現在はテクノロジーが発達し、散乱剤でも白浮きしにくいもの、吸収剤でも敏感肌にも使用できるものと、どちらを使用しても問題ない製品が多く販売されています。
そして、日本国内で販売されている日やけ止め製品に関しては、日本の薬事法に基づき販売されている製品ですので、安心してご使用いただけます。(友利新先生)
日やけ止めを選ぶ際のポイント・SPFとPAとは
日やけ止め製品には「SPF」と「PA」の値が記載されています。これらが何をあらわしているのか、まずは正しく理解しましょう。
「SPF」とは?
赤くなる日やけ(サンバーン)を起こすUVBの影響を、どの程度防御できるかという目安の数値。
SPF50以上の場合は「50+」と表示されます。
「PA」とは?
シミやシワ・たるみなどの光老化をもたらすUVAの影響を、どの程度防御できるかという目安の数値。
表示の仕方は、PA+からPA++++までの4段階。
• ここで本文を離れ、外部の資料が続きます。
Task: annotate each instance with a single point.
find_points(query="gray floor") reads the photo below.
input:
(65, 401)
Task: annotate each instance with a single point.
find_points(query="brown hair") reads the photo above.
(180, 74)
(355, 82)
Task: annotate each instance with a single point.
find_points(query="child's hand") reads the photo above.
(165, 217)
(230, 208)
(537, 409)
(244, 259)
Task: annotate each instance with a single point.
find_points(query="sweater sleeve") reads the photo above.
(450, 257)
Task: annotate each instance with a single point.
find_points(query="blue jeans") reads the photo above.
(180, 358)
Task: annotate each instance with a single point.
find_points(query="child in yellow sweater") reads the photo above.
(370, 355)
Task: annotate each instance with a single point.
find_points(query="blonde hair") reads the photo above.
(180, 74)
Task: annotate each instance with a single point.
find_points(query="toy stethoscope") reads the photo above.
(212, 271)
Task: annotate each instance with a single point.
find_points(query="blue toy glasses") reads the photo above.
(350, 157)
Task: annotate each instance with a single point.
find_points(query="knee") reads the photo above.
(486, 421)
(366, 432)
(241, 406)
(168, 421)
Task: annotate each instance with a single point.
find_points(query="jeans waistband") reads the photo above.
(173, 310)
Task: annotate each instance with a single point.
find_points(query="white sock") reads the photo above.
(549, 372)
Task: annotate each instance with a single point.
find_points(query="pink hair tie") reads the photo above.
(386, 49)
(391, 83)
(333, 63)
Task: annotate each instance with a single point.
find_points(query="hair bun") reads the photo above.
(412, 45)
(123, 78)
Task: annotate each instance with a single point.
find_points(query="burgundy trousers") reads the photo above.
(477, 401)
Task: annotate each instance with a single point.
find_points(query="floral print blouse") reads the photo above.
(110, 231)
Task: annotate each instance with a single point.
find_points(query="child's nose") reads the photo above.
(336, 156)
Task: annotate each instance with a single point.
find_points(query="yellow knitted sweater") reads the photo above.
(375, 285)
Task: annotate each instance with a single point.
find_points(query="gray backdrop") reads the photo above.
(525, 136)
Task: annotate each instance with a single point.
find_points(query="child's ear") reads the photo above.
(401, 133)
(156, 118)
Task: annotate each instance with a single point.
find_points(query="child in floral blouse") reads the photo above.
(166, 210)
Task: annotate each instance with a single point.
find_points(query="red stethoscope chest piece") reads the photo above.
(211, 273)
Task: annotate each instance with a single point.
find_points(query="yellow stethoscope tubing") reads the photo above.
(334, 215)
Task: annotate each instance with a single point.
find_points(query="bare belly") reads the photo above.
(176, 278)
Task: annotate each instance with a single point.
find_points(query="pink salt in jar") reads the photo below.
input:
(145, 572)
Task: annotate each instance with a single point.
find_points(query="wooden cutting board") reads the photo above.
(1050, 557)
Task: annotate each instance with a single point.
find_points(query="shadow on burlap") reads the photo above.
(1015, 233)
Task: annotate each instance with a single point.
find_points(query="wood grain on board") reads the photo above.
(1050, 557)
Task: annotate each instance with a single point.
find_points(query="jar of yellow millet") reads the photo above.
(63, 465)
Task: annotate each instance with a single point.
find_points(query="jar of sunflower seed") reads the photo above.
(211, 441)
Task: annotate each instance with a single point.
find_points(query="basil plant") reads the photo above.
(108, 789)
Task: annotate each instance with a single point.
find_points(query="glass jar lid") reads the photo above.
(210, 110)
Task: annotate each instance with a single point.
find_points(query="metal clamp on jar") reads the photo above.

「+」の数が多いほどUVAを防ぐ効果が高いとされます。
友利新先生からのアドバイス
日やけ止めを選ぶときは「SPF」の数値だけではなく、UVAの防止指数である「PA」の数値も確認し、UVAとUVBの両方をバランスよく防御 する日やけ止めを選びましょう。
また、毎日使用する日やけ止めですので、皮膚に刺激を与えないですむように、敏感肌のことを考えて作られた日やけ止め製品がおすすめです。
- 皮膚科医協力のもとテスト済み
- アレルギーテスト済み
- 敏感肌用
などの表示があるかどうかチェックしてみてください。
ご自身にとって使い心地のよいものを選んで、上手に紫外線と付き合っていきましょう。